Dalam konteks ini, penting untuk membedakan antara negara dan pemerintah. Negara memiliki mandat untuk menjaga amanah publik, termasuk memastikan tata kelola ZISWAF berjalan sesuai prinsip syariah dan kepentingan umat.
Namun pemerintah, sebagai entitas yang bersifat temporer, tidak selalu bebas dari kepentingan jangka pendek dan logika kebijakan yang pragmatis. Ketika batas ini menjadi kabur, ada risiko bahwa ZISWAF tidak lagi diposisikan sebagai amanah yang dijaga negara, melainkan sebagai sumber daya yang dikelola dalam kerangka kebijakan pemerintah.
Lebih mendasar lagi, kehadiran negara dalam pengelolaan ZISWAF perlu ditempatkan dalam kerangka konstitusional. Undang-Undang Dasar 1945 menjamin kemerdekaan tiap-tiap penduduk untuk memeluk agama dan beribadat menurut agamanya (Pasal 29 ayat 2), serta menjamin kebebasan meyakini kepercayaan dan menjalankan ibadah sesuai keyakinannya (Pasal 28E ayat 1).
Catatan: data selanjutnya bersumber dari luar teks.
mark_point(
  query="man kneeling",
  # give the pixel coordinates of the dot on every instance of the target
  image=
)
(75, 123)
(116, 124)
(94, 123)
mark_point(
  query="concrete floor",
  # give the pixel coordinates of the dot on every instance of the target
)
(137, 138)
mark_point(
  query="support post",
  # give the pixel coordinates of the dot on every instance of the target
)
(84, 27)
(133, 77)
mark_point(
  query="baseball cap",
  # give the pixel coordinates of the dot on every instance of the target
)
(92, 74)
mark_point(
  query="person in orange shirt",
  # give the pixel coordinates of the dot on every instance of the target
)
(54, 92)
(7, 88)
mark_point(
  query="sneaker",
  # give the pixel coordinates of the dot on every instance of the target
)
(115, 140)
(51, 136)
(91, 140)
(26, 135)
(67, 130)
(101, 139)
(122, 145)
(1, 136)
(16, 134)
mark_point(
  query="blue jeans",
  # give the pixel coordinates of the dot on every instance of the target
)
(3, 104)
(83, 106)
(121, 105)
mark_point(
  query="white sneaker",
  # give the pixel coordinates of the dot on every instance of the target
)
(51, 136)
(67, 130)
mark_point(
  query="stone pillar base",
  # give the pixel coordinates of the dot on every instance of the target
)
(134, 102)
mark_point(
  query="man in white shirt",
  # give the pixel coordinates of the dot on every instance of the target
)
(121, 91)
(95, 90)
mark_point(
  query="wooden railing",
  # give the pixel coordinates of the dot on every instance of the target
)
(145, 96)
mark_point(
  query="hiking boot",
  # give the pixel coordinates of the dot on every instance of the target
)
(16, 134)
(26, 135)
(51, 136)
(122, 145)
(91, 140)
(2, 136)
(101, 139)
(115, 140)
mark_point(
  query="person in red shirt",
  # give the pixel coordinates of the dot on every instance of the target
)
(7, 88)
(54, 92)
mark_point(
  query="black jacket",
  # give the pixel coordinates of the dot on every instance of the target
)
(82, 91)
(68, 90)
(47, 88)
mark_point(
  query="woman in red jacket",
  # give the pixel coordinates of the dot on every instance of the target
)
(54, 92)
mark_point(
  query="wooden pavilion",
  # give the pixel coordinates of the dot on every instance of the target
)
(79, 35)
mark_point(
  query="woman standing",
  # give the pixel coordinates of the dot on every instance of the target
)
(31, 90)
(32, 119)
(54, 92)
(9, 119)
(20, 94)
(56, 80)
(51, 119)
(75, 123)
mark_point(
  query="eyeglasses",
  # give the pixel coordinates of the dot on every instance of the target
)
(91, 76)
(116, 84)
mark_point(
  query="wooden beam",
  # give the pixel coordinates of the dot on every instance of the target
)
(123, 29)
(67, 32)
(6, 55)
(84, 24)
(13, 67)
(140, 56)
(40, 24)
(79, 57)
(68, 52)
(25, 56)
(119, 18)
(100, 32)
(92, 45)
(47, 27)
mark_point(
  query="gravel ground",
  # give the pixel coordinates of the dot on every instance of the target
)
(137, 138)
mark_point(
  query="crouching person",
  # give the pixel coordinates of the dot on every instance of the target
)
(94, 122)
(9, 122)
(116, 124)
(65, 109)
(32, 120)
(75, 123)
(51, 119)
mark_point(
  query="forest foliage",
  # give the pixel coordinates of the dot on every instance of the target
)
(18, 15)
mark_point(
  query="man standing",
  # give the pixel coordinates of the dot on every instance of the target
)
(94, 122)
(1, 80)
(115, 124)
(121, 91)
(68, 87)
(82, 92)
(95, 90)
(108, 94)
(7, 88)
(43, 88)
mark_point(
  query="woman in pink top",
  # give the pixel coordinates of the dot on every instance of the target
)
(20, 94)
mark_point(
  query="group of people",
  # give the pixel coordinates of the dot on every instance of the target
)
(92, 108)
Dalam perspektif ini, zakat, infak, sedekah, dan wakaf bukan sekadar aktivitas sosial, melainkan bagian dari praktik ibadah yang dilindungi oleh konstitusi.
Dengan demikian, peran negara melalui pemerintah seharusnya lebih ditekankan pada fungsi fasilitasi dan perlindungan, memastikan tata kelola yang amanah, transparan, dan sesuai prinsip syariah; bukan sebagai pihak yang memposisikannya sebagai sumber daya yang dapat dikelola dalam kerangka kebijakan semata.
Di titik ini, yang perlu dijaga bukan hanya efektivitas pengelolaan, tetapi juga ketepatan cara pandang.
ZISWAF bukan sekadar “dana sosial”. Ia adalah sistem distribusi keadilan berbasis syariah yang memadukan dimensi ibadah, hukum, sosial, dan ekonomi sekaligus. Menguranginya menjadi sekadar instrumen keuangan berarti mengabaikan sebagian dari hakikatnya.
Pemerintah tetap memiliki peran penting sebagai regulator dan fasilitator. Namun peran tersebut harus dijalankan dengan prinsip kehati-hatian: memperkuat tanpa mengambil alih, mengintegrasikan tanpa menyeragamkan, dan mengoptimalkan tanpa mereduksi.
Pada akhirnya, ini bukan sekadar soal kelembagaan, tetapi soal makna tentang menjaga ZISWAF tetap sebagai ibadah, amanah, dan jalan keadilan, bukan sekadar dana yang dikelola.
Di tengah dorongan untuk mengintegrasikan dan mengoptimalkan, kita perlu bertanya: apakah kita sedang membangun sistem yang lebih kuat, atau justru sedang menggeser cara pandang yang mendasarinya?
Jangan sampai dalam upaya memperbesar dampak ZISWAF, kita justru secara tidak sadar sedang memperkecil maknanya.